Monday’s Special Town Meeting was an unusual and interesting piece of business right from the start. Actually, the uniqueness of the evening began well before the meeting even got underway.
For starters, can anyone in town recall a time when voters were greeted outside the meeting by a group of high schoolers protesting?
They were part of an effort to pass a petition article calling for a ban on single-use plastic bottles on town properties and at town-sponsored events. They held protest signs, shouted slogans and urged meeting-goers to vote to save the planet.
It was invigorating. And in the end, successful. The ban passed.
Then there was the wait to get into the building. That doesn’t happen often. Soon, every seat in the auditorium was filled, and then some.
Some folks ended up sitting on the floor or standing along the walls. It was a packed house.
A trio of young Sandwich Soul singers performed an inspiring and harmonizing rendition of “The Star-Spangled Banner” and the Sandwich Little League All-Star team, all in uniform, led the crowd in the Pledge of Allegiance. The meeting was just getting underway when someone on stage remembered the opening prayer—or invocation—had been skipped.
The fire department’s chaplain had been left waiting in the wings, quite literally. The error was rectified and the meeting got back down to business.
As discussion about Article 1 got underway—an article that sought $20 million to build a senior center and renovate the existing town library—finance committee chairman Mark Snyder stepped to the microphone and said that even though he thought it was a bad idea, he was going to make a motion to split the article into two pieces, so the library project and the senior center project could be debated separately.
He said he didn’t like the idea of splitting the article, and said he would be voting against his own motion, but he said he had heard from many people on the social media site he moderates who wanted the article split. So he felt it was his duty to split it.
Why? And where were these people? Why couldn’t one of them step up and do it for themselves? It was an odd scene.
His motion failed.
When the intact Article 1 was finally voted on, the “yeas” clearly carried it.

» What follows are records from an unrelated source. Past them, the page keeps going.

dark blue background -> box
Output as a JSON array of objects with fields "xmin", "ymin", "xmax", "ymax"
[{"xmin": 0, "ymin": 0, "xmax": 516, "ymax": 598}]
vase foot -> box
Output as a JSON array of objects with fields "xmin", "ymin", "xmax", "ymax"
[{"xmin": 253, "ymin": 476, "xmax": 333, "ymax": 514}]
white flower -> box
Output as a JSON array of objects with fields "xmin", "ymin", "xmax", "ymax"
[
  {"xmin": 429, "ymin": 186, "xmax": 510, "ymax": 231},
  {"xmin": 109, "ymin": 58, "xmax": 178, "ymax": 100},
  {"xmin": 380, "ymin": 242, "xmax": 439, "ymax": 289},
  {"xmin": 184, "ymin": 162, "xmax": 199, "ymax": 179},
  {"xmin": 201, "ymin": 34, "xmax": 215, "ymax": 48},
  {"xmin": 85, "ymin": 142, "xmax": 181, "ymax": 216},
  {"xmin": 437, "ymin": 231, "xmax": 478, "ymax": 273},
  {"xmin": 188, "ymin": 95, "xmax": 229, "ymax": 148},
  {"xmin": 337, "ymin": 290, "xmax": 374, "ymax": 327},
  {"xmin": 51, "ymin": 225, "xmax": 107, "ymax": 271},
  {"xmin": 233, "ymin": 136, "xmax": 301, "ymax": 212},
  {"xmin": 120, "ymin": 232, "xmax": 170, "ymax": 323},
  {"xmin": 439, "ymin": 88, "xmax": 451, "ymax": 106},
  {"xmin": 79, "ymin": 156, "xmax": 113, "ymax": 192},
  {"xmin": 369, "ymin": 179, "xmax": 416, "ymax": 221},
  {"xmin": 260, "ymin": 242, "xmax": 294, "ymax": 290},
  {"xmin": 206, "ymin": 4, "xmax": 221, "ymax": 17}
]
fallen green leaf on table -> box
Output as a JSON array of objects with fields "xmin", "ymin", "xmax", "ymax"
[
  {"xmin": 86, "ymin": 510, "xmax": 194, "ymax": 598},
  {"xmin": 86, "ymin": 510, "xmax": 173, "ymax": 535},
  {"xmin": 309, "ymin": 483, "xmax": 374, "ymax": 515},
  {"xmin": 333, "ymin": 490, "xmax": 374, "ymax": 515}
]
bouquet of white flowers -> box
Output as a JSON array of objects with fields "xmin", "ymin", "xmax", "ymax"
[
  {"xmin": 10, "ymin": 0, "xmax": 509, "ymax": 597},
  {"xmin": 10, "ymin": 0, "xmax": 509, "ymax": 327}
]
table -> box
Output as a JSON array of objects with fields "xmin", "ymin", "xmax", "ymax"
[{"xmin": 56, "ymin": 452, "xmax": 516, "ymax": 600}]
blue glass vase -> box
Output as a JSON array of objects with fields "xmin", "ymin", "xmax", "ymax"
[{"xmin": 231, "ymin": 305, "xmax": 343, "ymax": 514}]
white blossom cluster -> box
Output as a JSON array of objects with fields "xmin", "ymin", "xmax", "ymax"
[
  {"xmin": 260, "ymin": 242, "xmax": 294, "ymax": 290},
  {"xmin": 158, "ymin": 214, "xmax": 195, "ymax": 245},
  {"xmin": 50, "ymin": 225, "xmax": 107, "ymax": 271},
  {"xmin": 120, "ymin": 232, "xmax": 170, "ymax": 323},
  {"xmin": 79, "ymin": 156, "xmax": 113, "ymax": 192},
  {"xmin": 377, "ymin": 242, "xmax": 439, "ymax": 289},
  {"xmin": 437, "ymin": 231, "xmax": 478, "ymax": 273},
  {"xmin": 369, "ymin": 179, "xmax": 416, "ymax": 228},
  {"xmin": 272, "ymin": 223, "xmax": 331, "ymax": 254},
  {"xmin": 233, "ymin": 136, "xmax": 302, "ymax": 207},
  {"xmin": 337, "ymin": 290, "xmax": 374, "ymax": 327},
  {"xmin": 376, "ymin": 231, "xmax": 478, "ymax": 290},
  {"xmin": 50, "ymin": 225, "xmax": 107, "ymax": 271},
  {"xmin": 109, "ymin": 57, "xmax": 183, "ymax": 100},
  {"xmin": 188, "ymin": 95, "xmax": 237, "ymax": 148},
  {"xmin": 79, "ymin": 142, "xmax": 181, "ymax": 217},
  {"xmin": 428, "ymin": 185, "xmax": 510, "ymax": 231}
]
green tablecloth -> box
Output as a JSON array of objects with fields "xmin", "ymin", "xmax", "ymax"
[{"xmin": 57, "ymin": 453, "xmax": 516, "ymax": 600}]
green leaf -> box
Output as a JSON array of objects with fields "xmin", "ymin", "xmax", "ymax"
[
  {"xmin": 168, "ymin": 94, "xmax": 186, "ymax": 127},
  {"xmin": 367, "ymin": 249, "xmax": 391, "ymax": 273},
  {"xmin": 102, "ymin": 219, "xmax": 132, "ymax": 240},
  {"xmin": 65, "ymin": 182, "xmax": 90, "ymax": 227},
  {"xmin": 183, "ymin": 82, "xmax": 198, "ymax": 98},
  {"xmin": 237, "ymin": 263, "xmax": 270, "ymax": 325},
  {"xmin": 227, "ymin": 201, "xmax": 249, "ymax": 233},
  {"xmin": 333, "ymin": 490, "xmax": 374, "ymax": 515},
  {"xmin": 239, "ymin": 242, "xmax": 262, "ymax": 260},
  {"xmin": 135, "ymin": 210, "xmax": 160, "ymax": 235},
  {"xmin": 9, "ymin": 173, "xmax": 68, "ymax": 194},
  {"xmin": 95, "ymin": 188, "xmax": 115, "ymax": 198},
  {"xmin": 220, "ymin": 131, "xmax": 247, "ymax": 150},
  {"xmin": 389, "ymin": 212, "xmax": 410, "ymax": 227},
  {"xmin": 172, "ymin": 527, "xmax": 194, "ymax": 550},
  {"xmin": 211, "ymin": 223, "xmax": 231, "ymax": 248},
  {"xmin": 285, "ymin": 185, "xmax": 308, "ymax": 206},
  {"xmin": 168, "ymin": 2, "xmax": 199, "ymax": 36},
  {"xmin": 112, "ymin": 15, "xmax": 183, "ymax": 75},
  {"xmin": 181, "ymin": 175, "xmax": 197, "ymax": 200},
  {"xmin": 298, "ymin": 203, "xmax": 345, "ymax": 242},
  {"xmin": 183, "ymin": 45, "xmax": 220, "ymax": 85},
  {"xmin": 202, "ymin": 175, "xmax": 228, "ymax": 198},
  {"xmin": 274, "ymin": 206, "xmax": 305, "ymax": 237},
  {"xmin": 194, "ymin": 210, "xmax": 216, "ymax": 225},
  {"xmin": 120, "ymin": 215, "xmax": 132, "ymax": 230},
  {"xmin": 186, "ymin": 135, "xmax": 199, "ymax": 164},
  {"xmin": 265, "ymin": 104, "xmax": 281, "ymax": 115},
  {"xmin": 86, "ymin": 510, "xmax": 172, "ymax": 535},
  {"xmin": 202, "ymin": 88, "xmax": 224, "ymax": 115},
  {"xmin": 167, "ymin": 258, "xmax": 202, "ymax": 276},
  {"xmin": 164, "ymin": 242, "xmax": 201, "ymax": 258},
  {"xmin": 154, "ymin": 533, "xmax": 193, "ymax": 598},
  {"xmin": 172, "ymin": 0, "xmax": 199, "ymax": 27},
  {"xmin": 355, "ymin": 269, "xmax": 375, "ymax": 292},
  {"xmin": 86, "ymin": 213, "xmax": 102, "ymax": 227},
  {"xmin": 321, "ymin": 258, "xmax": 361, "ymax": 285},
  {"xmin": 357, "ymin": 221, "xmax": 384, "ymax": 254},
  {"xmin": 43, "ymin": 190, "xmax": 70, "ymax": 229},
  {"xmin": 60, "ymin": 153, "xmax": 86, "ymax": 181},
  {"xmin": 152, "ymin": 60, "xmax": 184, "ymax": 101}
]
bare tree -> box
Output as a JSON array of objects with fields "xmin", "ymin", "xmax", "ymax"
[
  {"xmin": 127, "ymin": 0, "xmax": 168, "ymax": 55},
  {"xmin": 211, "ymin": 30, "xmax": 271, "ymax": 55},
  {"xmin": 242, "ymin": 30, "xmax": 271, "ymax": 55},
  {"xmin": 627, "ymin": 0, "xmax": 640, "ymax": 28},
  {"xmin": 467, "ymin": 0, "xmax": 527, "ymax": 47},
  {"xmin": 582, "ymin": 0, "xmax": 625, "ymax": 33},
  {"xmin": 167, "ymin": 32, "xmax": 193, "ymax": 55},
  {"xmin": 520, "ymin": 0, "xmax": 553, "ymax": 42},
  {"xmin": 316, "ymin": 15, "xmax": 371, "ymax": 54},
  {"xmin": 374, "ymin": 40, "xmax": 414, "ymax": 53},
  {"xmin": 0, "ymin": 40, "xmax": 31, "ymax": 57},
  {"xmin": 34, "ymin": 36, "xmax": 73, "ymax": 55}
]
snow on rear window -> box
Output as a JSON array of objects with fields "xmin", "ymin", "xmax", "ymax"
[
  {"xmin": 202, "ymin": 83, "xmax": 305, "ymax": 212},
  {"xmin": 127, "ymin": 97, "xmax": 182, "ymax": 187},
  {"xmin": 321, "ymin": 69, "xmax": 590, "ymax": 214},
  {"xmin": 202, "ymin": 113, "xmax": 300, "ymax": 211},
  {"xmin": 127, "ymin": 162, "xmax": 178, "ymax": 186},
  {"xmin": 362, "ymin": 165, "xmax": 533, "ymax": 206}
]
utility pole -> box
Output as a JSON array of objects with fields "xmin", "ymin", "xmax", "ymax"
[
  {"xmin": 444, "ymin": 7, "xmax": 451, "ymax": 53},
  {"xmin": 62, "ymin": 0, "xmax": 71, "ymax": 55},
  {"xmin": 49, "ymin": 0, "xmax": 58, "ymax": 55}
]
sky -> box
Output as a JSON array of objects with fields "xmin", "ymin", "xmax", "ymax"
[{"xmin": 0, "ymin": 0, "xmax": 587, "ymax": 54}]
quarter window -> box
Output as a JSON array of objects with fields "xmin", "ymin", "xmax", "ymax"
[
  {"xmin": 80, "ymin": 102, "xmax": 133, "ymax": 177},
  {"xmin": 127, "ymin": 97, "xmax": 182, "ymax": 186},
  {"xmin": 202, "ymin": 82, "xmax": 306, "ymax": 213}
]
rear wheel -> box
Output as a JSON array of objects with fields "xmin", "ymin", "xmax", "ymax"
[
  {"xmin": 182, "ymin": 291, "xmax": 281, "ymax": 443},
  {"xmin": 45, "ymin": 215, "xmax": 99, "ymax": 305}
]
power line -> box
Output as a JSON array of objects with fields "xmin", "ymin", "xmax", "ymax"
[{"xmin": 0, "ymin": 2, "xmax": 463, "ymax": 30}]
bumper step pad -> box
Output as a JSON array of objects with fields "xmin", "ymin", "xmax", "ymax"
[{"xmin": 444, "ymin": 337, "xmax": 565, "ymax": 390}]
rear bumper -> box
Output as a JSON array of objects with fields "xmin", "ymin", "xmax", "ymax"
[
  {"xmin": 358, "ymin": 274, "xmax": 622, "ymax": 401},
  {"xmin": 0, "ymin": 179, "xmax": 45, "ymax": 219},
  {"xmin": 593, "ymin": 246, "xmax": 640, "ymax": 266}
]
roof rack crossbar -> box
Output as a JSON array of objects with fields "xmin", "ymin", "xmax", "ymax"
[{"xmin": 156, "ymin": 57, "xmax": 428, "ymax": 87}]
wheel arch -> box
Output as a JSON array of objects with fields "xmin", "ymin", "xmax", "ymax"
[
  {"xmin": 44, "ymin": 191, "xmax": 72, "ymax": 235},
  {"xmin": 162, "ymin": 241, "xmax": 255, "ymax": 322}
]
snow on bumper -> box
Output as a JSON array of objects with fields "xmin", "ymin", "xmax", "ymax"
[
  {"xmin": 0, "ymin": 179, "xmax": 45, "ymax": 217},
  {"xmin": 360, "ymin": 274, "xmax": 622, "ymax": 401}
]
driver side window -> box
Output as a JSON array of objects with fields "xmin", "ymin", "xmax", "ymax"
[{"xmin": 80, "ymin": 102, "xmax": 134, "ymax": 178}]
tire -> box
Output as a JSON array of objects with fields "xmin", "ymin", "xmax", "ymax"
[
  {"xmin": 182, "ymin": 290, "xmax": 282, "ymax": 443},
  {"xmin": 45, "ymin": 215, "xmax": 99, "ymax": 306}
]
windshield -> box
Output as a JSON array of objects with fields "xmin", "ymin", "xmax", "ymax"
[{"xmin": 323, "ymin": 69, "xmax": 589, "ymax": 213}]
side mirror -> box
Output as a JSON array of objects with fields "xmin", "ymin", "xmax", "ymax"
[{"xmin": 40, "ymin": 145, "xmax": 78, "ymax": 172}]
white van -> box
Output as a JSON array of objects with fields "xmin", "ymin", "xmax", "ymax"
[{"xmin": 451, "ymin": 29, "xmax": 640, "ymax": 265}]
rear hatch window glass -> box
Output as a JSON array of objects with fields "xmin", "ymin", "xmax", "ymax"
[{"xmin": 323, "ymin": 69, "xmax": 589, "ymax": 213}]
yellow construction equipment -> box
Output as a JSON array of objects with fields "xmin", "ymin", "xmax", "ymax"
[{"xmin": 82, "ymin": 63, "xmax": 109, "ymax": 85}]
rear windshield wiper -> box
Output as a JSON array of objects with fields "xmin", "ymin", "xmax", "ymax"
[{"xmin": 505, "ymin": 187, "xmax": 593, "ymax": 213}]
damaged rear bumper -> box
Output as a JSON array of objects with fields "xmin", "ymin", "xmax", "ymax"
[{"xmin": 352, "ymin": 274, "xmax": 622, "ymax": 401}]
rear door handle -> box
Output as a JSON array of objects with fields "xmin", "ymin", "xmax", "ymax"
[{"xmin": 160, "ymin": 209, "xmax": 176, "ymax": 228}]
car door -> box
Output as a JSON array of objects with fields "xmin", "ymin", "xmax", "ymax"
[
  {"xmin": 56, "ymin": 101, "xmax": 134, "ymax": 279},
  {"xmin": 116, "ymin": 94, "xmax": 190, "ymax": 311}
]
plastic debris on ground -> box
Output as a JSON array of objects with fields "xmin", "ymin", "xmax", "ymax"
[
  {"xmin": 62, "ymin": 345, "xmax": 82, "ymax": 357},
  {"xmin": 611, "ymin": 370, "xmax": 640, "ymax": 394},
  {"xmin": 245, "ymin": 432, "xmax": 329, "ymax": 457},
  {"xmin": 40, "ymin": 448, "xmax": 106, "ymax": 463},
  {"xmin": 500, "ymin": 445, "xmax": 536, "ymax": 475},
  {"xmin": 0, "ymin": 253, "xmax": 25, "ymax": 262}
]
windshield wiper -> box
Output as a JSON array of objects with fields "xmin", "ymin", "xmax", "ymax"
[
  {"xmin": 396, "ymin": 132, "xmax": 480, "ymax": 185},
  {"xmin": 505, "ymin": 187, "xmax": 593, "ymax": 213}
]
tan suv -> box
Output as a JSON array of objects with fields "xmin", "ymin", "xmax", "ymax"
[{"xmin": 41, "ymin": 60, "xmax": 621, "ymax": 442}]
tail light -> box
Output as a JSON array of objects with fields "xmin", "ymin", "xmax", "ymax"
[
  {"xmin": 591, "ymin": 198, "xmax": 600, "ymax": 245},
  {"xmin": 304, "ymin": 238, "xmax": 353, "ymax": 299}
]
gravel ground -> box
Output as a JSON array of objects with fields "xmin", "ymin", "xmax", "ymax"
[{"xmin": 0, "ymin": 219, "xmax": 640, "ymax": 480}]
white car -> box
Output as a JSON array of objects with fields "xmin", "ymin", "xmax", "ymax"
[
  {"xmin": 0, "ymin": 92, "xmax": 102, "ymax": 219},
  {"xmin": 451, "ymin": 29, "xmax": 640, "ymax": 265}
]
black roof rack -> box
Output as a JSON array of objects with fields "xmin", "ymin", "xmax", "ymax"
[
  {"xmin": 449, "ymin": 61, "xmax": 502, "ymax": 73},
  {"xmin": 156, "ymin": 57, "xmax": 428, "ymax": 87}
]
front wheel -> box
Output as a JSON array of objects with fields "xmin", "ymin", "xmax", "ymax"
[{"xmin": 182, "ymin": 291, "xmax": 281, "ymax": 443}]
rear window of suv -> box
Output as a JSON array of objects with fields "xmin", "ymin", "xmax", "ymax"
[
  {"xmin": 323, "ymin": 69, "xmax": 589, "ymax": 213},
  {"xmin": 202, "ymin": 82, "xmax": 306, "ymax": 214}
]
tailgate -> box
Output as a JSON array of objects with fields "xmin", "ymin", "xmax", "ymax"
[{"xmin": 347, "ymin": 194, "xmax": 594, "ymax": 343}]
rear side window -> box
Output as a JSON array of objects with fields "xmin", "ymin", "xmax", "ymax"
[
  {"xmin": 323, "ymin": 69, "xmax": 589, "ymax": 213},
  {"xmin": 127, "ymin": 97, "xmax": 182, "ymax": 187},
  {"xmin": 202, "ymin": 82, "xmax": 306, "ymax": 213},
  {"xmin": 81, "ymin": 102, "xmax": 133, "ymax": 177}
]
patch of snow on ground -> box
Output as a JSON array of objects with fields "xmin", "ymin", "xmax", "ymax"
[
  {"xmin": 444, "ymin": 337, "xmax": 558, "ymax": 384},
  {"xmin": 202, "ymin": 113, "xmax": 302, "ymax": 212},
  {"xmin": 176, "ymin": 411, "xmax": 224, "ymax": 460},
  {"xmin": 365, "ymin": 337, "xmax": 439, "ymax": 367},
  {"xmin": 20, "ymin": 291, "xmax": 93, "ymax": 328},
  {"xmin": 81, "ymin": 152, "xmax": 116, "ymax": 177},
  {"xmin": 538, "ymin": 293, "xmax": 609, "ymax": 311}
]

Moderator Garry Blank declared the vote unanimous, but we certainly heard a scattering of “nays” in the audience.
The crowd slowly began to thin as discussion moved on to other business.
That’s when selectman chairman Dave Sampson made a motion to reconsider the vote on Article 1.
Mr. Sampson has been an advocate of Article 1 all along. So presumably, he made his motion to avoid disaster later in the evening. It was completely plausible that someone who was opposed to Article 1 could have called for a revote late in the meeting, after most of the supporters had gone home.
Since there can only be one motion to reconsider, what Mr. Sampson was doing, we think, was to preemptively call for a revote while there were still plenty of supporters left in their seats.
It was a clever strategy. But Mr. Blank shot it down.
He said not enough time had passed since the original vote for there to be any kind of mood shift within the room on Article 1. To Mr. Sampson’s chagrin, Mr. Blank ruled the motion invalid.
As the crowd inside the auditorium continued to thin, we’re sure we were not alone on the edge of our seat for the rest of the night, waiting for another motion to reconsider. But luck was with Article 1 supporters Monday. No such motions were made.
By the time Special Town Meeting came to a close, the original vote on Article 1 remained intact.